The U.S. Fish & Wildlife Service publishes a proposed rule to list the Clear Lake hitch as threatened under the federal Endangered Species Act, with proposed critical habitat designation for Clear Lake, Thurston Lake, and 18 tributaries. The Species Status Assessment found the hitch at high risk of extinction within 50 years under most climate scenarios.
The U.S. Geological Survey publishes Open-File Report 2025-1018, documenting gillnet survey results from 2017 through 2022. The report confirms a 96% decline in hitch relative abundance and shows non-native species dominating Clear Lake's fish assemblage — over 20 introduced species established.
CDFW visual surveys count 1,567 spawners in 2025 — above the 11-year average of 1,032. Adobe and Kelsey Creeks are leading again.

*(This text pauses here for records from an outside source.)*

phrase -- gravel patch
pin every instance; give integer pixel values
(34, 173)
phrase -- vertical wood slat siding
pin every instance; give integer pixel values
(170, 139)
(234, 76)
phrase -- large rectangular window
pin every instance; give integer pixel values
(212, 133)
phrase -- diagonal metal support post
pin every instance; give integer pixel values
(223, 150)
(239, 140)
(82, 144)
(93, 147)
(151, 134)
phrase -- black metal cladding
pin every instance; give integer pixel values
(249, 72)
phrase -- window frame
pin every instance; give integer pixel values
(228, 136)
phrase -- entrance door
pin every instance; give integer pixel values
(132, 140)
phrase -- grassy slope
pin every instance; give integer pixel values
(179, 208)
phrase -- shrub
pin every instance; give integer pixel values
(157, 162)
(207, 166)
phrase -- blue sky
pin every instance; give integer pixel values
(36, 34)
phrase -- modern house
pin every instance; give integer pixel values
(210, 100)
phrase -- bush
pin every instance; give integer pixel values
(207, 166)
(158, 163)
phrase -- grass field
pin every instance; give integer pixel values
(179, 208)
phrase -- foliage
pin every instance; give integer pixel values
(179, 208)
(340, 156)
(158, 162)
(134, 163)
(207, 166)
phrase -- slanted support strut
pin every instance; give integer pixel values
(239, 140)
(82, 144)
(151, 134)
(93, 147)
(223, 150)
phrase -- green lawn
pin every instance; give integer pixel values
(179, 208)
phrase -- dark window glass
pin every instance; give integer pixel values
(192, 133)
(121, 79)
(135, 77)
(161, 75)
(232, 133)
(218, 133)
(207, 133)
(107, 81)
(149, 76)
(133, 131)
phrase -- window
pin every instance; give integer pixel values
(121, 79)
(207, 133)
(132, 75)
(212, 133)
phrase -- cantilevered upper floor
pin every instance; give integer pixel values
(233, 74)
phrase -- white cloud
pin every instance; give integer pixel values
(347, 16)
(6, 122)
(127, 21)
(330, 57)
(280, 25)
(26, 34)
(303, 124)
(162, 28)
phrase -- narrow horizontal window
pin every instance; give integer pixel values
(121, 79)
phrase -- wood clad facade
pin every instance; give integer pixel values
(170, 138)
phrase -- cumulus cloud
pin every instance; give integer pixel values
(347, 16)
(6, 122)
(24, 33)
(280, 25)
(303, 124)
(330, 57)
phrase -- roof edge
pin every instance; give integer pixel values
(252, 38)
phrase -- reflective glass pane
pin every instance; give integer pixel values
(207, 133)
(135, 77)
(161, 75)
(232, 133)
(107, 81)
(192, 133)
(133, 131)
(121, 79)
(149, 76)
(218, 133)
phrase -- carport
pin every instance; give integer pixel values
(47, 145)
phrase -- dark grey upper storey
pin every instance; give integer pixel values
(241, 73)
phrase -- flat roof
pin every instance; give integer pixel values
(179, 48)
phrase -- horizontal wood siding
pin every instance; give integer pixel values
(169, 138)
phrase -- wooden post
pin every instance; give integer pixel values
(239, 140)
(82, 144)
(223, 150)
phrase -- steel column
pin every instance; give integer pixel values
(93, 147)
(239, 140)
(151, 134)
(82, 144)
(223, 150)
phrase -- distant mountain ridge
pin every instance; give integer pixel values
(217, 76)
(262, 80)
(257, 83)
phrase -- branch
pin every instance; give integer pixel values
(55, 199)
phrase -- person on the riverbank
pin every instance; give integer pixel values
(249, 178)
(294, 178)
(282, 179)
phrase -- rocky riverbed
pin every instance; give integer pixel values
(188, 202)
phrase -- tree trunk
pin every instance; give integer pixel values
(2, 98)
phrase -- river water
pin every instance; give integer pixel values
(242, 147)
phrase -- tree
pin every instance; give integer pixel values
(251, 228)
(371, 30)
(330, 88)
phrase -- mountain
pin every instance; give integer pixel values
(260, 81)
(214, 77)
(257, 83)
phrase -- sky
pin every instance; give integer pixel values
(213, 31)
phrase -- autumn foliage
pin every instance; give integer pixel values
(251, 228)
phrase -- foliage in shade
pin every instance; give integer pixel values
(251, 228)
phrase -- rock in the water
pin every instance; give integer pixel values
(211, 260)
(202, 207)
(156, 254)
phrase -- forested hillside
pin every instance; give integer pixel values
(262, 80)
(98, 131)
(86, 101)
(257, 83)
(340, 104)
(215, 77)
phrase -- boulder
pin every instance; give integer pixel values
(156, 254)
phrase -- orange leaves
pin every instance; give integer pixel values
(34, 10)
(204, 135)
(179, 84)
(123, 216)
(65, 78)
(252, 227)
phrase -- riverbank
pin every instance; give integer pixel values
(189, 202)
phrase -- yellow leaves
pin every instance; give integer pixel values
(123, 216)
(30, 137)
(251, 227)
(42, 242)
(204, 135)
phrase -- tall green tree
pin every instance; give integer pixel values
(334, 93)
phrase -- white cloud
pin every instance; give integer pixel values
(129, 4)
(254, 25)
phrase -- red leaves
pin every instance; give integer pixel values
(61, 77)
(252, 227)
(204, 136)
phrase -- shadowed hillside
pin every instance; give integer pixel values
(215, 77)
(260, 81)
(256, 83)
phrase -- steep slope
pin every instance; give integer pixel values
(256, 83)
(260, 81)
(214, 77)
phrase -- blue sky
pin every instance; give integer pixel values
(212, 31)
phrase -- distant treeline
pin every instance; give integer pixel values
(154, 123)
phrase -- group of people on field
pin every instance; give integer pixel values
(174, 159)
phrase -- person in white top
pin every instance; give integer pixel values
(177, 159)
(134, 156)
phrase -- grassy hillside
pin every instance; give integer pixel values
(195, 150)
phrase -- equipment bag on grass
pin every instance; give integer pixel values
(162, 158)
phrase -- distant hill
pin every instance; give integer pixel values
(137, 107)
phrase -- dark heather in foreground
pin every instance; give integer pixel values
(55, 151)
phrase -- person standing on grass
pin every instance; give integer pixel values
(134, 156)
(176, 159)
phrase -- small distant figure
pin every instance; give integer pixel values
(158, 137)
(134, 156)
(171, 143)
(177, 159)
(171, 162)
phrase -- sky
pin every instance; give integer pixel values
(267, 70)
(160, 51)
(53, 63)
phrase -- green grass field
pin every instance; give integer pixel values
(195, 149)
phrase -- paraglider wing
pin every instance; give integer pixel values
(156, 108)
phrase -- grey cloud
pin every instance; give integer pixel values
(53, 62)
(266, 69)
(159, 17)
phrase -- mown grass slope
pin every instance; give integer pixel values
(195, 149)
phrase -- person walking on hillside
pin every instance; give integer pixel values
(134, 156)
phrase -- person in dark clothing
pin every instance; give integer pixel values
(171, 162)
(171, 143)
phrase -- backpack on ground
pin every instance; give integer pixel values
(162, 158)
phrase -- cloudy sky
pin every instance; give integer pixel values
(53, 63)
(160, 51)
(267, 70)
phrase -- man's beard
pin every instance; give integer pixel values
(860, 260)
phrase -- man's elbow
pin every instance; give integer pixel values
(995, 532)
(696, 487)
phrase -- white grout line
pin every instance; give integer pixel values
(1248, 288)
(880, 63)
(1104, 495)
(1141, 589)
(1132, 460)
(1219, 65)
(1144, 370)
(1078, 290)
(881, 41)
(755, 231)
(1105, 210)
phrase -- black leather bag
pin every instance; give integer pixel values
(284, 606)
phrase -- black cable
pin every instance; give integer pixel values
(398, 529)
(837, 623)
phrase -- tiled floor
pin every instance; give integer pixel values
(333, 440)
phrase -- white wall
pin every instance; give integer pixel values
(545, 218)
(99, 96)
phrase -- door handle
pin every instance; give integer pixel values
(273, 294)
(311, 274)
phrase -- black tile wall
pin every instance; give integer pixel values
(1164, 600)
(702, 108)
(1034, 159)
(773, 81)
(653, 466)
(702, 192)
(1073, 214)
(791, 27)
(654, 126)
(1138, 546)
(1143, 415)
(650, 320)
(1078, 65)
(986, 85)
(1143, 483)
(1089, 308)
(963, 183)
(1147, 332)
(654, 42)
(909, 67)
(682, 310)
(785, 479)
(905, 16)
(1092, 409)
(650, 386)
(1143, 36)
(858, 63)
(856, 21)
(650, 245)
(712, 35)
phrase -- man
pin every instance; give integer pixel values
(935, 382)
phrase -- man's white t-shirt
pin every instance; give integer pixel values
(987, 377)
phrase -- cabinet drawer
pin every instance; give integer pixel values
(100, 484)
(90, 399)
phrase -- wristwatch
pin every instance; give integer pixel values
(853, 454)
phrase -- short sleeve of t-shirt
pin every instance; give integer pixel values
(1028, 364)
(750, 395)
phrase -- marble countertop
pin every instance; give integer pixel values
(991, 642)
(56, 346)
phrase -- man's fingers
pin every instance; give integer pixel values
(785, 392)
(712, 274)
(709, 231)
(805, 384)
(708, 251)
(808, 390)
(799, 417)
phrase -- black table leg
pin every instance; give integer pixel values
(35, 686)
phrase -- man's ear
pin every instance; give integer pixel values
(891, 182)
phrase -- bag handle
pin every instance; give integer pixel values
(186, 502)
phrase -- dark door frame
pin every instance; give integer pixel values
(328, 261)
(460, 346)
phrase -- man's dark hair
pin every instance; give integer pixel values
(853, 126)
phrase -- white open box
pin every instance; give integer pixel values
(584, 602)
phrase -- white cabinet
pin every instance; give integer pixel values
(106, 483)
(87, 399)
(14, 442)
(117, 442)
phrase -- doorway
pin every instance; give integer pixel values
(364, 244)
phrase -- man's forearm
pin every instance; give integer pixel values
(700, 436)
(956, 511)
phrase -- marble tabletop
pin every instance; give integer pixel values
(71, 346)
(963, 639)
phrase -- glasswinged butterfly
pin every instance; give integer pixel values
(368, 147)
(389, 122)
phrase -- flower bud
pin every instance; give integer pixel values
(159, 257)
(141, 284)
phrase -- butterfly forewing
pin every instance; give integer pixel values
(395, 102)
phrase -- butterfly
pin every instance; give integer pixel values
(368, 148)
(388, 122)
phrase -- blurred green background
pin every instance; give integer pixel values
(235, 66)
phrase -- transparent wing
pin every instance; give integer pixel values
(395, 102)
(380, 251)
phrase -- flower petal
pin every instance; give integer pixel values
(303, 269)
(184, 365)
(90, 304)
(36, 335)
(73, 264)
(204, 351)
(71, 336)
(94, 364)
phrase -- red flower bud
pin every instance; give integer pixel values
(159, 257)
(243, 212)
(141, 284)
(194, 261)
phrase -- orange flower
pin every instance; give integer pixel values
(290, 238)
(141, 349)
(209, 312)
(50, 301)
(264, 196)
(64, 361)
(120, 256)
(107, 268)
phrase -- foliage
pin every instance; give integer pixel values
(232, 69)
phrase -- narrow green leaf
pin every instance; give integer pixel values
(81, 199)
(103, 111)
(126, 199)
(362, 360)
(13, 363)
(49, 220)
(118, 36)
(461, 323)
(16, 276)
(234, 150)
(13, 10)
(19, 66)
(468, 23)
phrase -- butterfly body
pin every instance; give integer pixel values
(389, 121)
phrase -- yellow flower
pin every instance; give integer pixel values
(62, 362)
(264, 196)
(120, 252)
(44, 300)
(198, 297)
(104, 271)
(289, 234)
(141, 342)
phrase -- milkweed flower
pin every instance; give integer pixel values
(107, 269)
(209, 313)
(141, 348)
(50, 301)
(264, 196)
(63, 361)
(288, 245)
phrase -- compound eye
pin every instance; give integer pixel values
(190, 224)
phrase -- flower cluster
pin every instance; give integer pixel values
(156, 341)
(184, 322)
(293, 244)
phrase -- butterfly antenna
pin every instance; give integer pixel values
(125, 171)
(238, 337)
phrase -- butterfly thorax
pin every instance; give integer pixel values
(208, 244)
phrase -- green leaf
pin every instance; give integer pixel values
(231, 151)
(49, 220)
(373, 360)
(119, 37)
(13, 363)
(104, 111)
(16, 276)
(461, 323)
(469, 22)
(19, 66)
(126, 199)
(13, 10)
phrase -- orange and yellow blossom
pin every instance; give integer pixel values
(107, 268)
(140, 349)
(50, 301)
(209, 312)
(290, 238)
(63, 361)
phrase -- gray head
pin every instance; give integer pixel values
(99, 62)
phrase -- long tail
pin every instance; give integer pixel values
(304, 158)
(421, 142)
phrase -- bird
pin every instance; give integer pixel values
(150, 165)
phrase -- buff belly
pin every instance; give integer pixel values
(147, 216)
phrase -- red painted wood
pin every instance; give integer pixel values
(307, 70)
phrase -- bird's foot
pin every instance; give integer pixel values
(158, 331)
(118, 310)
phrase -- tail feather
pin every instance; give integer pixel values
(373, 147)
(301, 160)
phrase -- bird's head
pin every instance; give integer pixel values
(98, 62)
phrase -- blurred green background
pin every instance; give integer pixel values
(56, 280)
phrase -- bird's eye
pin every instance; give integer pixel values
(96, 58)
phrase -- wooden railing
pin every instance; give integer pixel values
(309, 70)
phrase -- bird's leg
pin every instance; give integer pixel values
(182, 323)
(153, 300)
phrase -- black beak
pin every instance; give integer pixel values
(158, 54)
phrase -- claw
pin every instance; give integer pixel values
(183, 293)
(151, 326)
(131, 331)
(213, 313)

Collaborative monitoring between CDFW, tribal agencies, LCWPD, and community scientists continues.
Robinson Rancheria conducts carp and goldfish removal with Rojas Fisheries. Habematolel Pomo of Upper Lake runs a hitch tagging study tracking migration patterns. Big Valley Rancheria operates the Clear Lake Cyanotoxin Monitoring Program. These tribal-led efforts represent some of the most direct and consistent conservation work underway.
The Cole Creek Restoration Project aims to restore 1.55 miles of spawning habitat. The Main Street barrier on Kelsey Creek is being removed. These physical habitat improvements address one of the most direct threats to hitch spawning success.
This website — built to centralize research, data, and public awareness about the Clear Lake hitch and ecosystem in one place. A community-driven effort to ensure the story of this fish is told, its data is accessible, and its future is fought for.